SAN FRANCISCO -- Uber said on Tuesday it will begin allowing drivers to collect tips through its smartphone app, part of the ride services company's broader effort to improve an often-contentious relationship.
San Francisco-based Uber Technologies Inc. had for years opposed adding a tipping feature to its app despite drivers' complaints that the extra money would help compensate for decreasing wages.
Uber drivers are independent contractors, not employees, and lack paid sick leave and vacation. They also must pay for car maintenance and other costs.
Beginning on Tuesday, drivers in Houston, Minneapolis and Seattle can collect tips, Uber said. The feature will be available to all U.S. drivers by the end of July.

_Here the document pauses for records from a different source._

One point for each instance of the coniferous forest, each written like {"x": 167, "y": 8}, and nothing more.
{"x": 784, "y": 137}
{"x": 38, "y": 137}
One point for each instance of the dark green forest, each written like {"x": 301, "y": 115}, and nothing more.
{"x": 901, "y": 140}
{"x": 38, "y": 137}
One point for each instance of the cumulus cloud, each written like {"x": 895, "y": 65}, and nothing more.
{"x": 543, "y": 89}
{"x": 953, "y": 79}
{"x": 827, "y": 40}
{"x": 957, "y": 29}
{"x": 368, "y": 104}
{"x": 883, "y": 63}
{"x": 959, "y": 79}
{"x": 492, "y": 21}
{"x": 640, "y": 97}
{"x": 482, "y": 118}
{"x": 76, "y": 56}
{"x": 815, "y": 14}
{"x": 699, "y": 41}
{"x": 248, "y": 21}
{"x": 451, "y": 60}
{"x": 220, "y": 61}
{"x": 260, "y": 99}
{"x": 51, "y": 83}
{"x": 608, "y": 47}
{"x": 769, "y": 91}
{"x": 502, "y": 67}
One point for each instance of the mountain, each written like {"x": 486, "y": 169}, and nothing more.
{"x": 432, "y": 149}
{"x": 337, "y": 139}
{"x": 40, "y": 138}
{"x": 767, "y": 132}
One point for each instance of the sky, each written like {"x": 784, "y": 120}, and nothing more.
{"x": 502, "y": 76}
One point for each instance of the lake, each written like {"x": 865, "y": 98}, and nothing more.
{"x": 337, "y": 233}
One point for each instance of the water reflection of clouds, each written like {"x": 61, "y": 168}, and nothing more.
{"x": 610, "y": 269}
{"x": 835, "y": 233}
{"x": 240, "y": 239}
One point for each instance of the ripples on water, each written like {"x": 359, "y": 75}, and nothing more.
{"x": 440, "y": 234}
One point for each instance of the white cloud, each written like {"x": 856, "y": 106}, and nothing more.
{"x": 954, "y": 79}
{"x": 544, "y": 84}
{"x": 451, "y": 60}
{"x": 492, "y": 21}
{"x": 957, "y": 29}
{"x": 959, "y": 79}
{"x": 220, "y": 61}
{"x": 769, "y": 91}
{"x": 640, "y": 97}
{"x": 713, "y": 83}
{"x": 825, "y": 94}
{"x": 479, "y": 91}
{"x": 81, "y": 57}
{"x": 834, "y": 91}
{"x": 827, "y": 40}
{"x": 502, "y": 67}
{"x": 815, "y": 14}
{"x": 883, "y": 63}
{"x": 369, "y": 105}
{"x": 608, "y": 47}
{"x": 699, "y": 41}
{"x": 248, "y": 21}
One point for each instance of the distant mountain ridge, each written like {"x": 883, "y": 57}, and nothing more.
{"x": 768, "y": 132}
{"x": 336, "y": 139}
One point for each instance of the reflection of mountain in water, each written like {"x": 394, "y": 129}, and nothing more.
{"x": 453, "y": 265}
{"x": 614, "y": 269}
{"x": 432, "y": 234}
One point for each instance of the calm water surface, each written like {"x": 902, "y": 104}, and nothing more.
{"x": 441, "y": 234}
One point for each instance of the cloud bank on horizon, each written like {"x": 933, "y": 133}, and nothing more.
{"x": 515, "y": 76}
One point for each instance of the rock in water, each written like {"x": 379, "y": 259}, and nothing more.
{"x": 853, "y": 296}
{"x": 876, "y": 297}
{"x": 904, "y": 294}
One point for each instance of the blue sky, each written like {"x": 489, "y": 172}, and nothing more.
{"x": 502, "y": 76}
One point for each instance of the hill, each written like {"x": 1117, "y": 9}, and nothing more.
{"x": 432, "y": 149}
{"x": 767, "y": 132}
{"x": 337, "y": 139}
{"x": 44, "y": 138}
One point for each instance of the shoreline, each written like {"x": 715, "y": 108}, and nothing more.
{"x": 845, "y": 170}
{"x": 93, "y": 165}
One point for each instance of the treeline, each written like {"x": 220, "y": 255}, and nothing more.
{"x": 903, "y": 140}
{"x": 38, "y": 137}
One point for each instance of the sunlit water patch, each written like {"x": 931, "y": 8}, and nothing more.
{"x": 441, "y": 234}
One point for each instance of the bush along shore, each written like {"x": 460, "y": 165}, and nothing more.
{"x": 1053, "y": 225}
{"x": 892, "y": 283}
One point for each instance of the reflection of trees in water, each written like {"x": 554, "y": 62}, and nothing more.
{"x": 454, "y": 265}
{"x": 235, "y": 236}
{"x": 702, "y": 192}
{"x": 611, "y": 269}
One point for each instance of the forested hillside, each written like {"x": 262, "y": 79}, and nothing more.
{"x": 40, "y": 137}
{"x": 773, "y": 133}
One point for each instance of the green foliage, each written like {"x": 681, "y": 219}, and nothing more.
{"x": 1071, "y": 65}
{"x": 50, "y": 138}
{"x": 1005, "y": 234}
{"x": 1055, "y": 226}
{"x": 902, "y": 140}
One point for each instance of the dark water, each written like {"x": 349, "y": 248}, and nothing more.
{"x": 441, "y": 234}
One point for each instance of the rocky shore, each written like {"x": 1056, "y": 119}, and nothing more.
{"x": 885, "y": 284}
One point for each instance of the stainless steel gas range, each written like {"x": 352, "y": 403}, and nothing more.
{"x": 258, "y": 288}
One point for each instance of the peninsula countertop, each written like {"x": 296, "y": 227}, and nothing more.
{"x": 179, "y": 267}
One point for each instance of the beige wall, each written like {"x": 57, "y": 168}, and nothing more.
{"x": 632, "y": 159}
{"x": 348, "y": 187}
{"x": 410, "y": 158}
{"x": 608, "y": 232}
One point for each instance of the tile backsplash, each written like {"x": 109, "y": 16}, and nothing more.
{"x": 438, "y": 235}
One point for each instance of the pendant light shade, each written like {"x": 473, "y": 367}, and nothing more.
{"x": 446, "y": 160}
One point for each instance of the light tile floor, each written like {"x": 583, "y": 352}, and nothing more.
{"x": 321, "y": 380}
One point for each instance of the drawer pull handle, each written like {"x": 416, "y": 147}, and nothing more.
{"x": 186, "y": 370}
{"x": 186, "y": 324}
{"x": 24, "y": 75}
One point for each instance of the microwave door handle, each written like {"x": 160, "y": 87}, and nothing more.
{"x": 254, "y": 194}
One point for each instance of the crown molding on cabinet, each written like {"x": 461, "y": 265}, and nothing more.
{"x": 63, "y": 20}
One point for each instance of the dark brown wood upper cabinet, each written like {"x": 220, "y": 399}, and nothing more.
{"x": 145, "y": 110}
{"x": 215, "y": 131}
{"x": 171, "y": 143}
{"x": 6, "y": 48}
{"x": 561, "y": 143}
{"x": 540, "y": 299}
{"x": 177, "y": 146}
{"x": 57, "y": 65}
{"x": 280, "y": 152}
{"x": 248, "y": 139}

Uber also rolled out other changes on Tuesday, including paying drivers while they wait for passengers, as it begins a six-month push to improve drivers' working conditions.

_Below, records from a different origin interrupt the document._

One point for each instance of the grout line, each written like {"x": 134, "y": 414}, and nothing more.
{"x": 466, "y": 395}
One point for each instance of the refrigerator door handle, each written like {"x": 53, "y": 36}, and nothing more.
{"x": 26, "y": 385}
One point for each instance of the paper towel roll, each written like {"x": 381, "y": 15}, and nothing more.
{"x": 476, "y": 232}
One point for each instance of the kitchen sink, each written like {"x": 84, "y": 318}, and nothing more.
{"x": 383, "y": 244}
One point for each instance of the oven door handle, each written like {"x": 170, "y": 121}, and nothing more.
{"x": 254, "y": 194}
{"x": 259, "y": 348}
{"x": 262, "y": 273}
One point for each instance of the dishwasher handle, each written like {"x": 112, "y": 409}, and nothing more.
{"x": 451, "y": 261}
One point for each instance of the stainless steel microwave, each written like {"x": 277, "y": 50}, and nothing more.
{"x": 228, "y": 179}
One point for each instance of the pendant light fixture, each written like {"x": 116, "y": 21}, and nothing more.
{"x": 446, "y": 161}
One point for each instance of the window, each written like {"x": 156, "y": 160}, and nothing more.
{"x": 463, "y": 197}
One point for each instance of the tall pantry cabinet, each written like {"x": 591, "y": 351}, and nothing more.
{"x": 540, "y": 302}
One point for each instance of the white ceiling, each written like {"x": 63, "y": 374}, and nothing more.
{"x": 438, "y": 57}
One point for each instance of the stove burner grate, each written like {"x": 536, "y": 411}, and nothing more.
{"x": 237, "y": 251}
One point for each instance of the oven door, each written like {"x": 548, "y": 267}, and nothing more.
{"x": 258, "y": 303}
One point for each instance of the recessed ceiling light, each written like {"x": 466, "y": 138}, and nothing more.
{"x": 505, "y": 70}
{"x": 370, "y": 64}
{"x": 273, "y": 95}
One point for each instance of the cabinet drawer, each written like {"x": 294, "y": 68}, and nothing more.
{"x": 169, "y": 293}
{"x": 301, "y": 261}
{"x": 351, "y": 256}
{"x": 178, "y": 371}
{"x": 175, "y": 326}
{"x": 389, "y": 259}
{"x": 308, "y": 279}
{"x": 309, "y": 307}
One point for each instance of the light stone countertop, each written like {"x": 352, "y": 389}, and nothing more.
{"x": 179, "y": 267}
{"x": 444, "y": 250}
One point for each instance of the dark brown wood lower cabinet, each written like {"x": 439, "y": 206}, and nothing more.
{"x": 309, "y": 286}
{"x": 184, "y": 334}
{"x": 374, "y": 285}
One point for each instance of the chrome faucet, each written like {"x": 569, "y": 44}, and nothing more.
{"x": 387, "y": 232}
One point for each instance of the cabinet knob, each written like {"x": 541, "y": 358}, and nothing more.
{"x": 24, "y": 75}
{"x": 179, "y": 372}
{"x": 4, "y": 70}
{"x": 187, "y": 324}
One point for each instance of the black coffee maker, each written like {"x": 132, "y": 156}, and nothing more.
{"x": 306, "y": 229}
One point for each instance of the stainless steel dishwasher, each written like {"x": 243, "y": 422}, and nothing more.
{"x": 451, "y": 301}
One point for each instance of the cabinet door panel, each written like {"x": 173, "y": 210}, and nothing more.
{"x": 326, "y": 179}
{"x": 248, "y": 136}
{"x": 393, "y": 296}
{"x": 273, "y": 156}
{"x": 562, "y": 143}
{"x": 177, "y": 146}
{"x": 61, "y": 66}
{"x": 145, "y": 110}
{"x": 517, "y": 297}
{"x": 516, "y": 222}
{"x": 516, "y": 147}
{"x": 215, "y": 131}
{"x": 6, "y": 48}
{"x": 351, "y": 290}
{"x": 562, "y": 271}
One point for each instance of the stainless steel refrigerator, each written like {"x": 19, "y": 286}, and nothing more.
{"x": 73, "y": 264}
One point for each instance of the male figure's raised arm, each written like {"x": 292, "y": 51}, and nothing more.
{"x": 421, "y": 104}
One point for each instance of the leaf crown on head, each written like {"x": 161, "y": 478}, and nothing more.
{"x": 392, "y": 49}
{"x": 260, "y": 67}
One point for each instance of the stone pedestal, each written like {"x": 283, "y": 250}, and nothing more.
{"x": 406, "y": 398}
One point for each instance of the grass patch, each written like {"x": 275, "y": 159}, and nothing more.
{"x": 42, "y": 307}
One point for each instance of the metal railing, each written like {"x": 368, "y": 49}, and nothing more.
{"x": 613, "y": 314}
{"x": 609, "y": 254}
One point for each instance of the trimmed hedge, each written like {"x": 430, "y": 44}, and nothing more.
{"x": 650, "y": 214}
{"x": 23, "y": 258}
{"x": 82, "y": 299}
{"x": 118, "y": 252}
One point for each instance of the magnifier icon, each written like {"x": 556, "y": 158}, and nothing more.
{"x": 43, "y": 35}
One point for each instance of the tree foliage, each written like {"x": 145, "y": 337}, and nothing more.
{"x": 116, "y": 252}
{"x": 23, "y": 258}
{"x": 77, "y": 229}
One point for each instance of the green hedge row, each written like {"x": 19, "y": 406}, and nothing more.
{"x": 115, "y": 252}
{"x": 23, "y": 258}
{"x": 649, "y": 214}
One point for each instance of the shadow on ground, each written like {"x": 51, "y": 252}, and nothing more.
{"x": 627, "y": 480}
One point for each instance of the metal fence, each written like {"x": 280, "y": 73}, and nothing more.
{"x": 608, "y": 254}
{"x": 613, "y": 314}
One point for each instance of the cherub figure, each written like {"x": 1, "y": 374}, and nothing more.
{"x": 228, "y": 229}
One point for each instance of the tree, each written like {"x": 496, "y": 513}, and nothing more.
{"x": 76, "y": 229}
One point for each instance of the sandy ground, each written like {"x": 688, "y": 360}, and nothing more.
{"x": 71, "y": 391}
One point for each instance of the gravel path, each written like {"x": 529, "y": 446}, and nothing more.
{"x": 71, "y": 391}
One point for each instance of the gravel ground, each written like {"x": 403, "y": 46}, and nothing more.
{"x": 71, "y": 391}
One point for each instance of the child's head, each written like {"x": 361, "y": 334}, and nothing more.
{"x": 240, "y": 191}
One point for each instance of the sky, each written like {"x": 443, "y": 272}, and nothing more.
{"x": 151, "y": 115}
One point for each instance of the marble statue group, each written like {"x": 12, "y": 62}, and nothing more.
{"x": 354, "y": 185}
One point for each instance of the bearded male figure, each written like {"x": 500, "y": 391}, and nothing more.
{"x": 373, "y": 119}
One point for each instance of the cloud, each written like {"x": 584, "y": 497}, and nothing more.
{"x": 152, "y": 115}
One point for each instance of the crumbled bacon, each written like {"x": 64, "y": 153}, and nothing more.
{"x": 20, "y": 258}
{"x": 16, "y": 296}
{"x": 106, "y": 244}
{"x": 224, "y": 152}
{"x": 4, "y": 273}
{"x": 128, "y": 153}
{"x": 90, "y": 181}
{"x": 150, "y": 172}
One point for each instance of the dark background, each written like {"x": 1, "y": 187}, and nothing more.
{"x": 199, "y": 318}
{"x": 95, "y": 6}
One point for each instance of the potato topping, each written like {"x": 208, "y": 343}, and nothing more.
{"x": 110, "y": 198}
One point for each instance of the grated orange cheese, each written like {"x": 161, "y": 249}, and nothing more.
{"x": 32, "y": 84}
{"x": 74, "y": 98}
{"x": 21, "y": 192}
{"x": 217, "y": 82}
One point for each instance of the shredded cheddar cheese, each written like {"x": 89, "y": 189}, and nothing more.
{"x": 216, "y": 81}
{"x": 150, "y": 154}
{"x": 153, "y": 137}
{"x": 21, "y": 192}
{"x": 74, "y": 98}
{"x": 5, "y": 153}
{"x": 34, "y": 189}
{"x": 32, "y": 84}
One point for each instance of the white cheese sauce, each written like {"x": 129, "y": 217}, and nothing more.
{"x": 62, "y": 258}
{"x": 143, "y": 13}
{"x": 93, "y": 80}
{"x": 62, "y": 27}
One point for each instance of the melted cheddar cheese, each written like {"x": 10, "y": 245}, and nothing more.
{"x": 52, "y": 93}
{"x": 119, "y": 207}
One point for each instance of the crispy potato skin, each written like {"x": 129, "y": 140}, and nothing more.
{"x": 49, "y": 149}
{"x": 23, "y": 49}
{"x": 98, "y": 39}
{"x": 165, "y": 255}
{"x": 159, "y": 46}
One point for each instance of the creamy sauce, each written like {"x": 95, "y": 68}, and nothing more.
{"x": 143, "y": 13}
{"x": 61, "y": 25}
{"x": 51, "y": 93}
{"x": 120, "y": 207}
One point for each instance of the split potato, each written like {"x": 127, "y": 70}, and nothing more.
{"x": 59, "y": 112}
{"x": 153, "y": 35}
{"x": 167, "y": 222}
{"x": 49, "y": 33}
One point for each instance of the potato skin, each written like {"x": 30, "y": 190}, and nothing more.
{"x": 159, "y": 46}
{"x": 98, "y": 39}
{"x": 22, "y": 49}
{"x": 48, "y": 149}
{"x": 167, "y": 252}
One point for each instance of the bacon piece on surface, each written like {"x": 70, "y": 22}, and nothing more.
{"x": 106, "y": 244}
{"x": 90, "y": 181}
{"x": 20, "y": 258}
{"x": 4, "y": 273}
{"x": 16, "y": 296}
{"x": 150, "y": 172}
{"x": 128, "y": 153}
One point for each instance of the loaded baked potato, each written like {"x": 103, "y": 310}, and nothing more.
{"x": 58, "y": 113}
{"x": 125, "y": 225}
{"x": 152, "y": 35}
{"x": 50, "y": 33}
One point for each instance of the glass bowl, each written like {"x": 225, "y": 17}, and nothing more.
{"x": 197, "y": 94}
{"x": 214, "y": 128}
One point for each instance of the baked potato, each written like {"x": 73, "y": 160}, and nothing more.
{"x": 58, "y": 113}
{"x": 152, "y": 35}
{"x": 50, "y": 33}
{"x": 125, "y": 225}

An Uber spokesman declined to say why the company reversed its tipping policy, though he pointed to a company blog post that called the change "long overdue."

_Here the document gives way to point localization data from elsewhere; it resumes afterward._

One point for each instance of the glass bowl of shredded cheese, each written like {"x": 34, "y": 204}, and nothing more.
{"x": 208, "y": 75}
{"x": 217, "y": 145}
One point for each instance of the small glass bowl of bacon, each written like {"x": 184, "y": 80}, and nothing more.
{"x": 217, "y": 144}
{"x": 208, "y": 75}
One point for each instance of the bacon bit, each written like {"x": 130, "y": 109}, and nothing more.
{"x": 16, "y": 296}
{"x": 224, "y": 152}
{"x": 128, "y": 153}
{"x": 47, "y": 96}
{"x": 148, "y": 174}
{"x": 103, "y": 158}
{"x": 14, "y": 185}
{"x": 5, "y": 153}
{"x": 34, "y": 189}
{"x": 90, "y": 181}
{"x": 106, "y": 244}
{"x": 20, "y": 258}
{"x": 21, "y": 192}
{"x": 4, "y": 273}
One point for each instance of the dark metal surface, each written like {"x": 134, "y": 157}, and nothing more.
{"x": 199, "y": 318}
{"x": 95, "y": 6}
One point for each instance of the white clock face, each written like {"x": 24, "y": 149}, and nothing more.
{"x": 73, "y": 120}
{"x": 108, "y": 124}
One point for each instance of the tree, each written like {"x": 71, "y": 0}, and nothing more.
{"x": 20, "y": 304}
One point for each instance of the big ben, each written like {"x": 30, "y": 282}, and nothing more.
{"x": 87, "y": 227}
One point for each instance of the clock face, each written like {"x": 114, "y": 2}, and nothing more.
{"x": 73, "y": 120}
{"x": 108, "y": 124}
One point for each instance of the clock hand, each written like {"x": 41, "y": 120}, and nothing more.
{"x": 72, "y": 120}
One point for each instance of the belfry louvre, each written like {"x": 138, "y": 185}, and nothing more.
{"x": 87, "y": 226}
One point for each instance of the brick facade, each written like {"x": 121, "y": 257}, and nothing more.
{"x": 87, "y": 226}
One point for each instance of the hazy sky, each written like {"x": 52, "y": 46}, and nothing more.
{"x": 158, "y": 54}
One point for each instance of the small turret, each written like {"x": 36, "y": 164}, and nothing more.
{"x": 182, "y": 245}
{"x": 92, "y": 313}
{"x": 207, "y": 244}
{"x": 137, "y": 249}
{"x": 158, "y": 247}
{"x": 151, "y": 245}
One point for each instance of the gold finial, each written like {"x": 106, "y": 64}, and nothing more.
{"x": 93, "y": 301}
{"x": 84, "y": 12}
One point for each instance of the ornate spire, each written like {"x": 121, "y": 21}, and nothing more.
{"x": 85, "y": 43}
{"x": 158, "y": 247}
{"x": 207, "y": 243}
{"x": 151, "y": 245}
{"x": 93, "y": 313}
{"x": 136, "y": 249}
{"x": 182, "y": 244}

Lyft Inc, which is Uber's chief ride-services competitor in the United States, has always allowed drivers to collect tips through its app. Lyft said on Monday its drivers have collected a total of $250 million in tips during the company's lifetime.
In March, Uber executives outlined a series of improvements for drivers, including a new navigation system and fairer approach to reviewing driver performance. The changes come as Uber works to repair the damage to its reputation following an investigation into allegations of sexual harassment, bullying and other employee concerns.
Uber earlier this month fired 20 employees, including executives, for their behavior. On Wednesday, CEO Travis Kalanick announced he was resigning after ceding to investors' wishes that he step aside, in part to avoid yet another conflict.